Sarah Case, Texaid
In the last year, TEXAID has evolved towards 100% circularity through both internal development and external collaboration. Internally, we have continued to evaluate and improve our internal operations for greater efficacy and capacity regarding textile circularity, including growing our teams, developing and expanding our circular services for brands and retailers, and working on internal innovation projects like the establishment of a European reversed supply chain to showcase that the production of a 100 % recycled fabric containing at least 50 % recycled cotton from post-consumer textile waste is possible. Additionally, TEXAID has expanded our own second-hand retail business in Germany, with almost 60 physical stores throughout Germany as well as expanded capacity in our online recommerce, with the aim of keeping clothing in the loop in its initial function in the geographical region they have been collected.
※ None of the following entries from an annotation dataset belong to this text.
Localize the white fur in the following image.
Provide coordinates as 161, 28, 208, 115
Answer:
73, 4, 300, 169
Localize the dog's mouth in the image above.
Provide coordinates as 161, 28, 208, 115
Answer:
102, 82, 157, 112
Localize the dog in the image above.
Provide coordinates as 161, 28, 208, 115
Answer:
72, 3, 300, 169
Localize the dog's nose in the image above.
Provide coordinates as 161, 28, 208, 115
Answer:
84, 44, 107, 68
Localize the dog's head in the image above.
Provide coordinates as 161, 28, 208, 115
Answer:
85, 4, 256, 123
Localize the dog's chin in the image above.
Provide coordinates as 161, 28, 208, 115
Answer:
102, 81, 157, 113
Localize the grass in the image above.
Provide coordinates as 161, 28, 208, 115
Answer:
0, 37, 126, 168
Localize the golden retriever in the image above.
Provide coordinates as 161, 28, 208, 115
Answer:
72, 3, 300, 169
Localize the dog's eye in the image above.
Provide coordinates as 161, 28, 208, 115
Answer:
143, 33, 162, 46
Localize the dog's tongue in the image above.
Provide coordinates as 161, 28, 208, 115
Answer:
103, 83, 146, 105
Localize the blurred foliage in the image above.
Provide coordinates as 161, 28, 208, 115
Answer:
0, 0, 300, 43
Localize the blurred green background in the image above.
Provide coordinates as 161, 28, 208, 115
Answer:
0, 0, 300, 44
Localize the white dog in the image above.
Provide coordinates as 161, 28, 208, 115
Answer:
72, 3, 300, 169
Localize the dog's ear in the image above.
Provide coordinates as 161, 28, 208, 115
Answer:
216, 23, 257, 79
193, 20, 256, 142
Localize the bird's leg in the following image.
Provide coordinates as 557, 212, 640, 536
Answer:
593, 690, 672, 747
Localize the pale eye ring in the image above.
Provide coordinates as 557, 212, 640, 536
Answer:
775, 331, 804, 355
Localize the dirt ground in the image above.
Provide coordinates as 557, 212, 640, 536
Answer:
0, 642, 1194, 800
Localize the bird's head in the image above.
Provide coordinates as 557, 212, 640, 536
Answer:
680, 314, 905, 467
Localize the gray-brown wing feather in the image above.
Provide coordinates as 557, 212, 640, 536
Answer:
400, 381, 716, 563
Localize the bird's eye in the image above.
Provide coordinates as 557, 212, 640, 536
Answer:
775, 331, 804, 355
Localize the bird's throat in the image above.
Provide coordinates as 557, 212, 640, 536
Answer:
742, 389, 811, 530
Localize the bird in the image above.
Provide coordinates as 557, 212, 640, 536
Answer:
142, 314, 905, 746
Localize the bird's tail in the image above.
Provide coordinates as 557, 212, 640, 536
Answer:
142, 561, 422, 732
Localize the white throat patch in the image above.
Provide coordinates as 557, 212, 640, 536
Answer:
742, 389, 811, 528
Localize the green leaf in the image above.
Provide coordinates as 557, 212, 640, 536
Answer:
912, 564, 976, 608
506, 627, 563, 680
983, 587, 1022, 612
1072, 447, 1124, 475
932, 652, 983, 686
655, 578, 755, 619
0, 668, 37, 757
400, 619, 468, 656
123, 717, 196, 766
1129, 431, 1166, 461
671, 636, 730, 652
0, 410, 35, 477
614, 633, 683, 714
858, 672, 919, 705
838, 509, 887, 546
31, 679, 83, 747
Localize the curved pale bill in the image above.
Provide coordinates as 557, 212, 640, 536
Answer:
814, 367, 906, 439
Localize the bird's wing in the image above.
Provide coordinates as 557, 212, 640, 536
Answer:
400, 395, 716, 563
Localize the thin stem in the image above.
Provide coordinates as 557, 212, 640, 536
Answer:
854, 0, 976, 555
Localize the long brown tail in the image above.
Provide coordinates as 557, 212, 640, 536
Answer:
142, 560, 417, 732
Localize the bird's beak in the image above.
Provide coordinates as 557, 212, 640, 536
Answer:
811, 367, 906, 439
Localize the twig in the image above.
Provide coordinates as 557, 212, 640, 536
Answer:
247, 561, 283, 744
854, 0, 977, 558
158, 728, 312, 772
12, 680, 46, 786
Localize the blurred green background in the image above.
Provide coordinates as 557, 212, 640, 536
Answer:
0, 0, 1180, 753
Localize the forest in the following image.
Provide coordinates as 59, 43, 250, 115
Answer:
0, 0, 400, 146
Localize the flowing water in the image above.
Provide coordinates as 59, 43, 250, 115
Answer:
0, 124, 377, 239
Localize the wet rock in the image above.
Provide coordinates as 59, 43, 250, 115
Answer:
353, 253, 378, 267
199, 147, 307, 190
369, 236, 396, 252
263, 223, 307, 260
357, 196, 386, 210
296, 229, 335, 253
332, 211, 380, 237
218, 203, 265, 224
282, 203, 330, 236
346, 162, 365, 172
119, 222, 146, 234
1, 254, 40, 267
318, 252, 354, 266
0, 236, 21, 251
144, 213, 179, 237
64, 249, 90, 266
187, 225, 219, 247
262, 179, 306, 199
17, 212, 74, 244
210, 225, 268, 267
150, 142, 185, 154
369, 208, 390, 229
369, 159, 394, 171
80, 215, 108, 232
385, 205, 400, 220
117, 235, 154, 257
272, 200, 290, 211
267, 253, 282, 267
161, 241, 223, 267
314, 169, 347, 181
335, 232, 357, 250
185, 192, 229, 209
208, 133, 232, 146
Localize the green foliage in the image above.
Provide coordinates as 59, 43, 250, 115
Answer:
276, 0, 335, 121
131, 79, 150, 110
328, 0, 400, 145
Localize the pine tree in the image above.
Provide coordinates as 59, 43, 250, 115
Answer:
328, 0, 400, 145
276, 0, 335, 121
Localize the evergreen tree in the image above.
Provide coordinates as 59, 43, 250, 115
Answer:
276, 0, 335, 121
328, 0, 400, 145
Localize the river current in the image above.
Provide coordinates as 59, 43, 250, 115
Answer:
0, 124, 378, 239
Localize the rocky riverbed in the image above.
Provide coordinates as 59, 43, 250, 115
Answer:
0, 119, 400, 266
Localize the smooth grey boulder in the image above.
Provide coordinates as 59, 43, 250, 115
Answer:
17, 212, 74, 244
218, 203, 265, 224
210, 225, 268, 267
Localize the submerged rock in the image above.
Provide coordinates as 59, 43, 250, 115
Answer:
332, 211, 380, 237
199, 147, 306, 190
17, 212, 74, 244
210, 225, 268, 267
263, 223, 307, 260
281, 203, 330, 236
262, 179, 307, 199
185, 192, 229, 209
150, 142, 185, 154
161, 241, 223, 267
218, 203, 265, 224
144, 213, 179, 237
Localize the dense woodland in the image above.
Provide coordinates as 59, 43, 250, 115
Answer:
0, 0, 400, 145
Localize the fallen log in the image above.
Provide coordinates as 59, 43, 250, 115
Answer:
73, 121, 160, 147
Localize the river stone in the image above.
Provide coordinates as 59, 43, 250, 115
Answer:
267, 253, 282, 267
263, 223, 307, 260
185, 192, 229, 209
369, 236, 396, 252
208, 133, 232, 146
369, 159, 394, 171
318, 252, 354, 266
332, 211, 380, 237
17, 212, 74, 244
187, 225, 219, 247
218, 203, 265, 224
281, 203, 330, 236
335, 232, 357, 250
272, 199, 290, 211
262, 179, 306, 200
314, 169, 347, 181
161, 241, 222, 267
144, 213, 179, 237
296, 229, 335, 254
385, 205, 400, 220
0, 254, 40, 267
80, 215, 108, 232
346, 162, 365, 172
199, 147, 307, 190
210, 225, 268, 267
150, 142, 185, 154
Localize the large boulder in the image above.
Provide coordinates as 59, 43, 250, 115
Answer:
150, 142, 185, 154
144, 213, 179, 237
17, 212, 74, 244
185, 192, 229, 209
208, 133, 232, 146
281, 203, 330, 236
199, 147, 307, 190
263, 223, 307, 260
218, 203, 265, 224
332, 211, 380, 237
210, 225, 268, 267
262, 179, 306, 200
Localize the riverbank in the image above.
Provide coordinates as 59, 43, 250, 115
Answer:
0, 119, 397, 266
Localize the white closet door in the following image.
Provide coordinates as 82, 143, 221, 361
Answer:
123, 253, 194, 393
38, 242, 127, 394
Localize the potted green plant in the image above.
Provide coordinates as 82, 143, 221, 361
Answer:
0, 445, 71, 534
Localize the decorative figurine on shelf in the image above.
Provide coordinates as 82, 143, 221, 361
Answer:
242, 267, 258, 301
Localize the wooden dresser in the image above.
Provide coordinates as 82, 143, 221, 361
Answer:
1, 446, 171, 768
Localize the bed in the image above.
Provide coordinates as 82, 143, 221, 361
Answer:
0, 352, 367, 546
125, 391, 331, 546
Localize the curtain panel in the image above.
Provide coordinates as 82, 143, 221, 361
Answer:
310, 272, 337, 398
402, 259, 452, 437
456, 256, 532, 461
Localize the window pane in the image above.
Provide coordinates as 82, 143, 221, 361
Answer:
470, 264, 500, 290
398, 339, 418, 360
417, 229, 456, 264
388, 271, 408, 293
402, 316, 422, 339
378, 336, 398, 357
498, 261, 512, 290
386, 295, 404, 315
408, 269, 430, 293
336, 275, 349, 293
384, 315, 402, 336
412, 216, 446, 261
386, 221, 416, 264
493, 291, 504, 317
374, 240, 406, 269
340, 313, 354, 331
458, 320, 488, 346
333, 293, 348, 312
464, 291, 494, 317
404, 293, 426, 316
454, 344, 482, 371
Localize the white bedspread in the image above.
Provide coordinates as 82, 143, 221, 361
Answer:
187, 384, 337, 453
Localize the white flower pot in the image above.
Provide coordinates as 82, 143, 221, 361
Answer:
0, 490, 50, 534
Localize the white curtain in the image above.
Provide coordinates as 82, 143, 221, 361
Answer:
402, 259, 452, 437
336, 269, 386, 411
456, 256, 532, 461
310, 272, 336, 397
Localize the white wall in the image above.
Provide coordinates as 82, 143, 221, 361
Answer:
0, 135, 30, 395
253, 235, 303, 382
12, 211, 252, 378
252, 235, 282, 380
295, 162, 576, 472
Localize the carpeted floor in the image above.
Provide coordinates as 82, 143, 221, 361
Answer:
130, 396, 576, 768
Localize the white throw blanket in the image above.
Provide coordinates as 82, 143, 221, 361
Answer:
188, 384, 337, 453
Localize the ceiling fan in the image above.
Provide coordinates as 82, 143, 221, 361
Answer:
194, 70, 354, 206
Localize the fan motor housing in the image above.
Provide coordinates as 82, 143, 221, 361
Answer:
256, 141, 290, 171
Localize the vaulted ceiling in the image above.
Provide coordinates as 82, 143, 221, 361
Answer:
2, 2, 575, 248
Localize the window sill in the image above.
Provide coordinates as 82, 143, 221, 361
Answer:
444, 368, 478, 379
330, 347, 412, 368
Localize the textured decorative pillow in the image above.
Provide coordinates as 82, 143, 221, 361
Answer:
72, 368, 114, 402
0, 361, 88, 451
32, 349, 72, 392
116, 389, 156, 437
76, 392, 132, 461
Externally, through our Retail and Recycling Solutions, we have expanded existing partnerships and gained new brand and retailer partners for the management of pre- and post-consumer textiles and footwear with the aim of keeping them in the loop for as long as possible at their highest value. Additionally, TEXAID has collaborated in industry wide innovation including further progression in textile-to-textile recycling including providing improved access to feedstocks.
On the one hand, TEXAID experiences challenges in sorting for textile-to-textile recycling and sourcing enough textile material to meet the specifications for the innovative textile-to-textile recycling processes. Within a project of the Euratex ReHubs Initiative, TEXAID will build a technology-based sorting facility by 2024 with a yearly sorting capacity of 50’000 tons. This will be specifically as a feedstock source for textile-to-textile recycling. On the other hand, we still observe that the demand for recycled fibre sourced from post-consumer textile waste is on a low level and this effects the speed with which TEXAID and other textile recycling companies can scale sorting for textile-to-textile recycling. Furthermore, the changing landscape for used clothing and footwear on a regulation level is something we follow closely. To overcome this challenge, we actively participate, as we are allowed, in the development of EU rules and regulations for the industry, for instance, through our engagement in the EuRIC Textiles.
Collaboration, commitment and action continue to be the primary needs from others to achieve the industries circularity goals. We believe all industry stakeholders need to continue to collectively take action and share understanding of the system shift as a process with room for trial and error, to shift away from linear systems towards scaled circular systems sooner rather than later.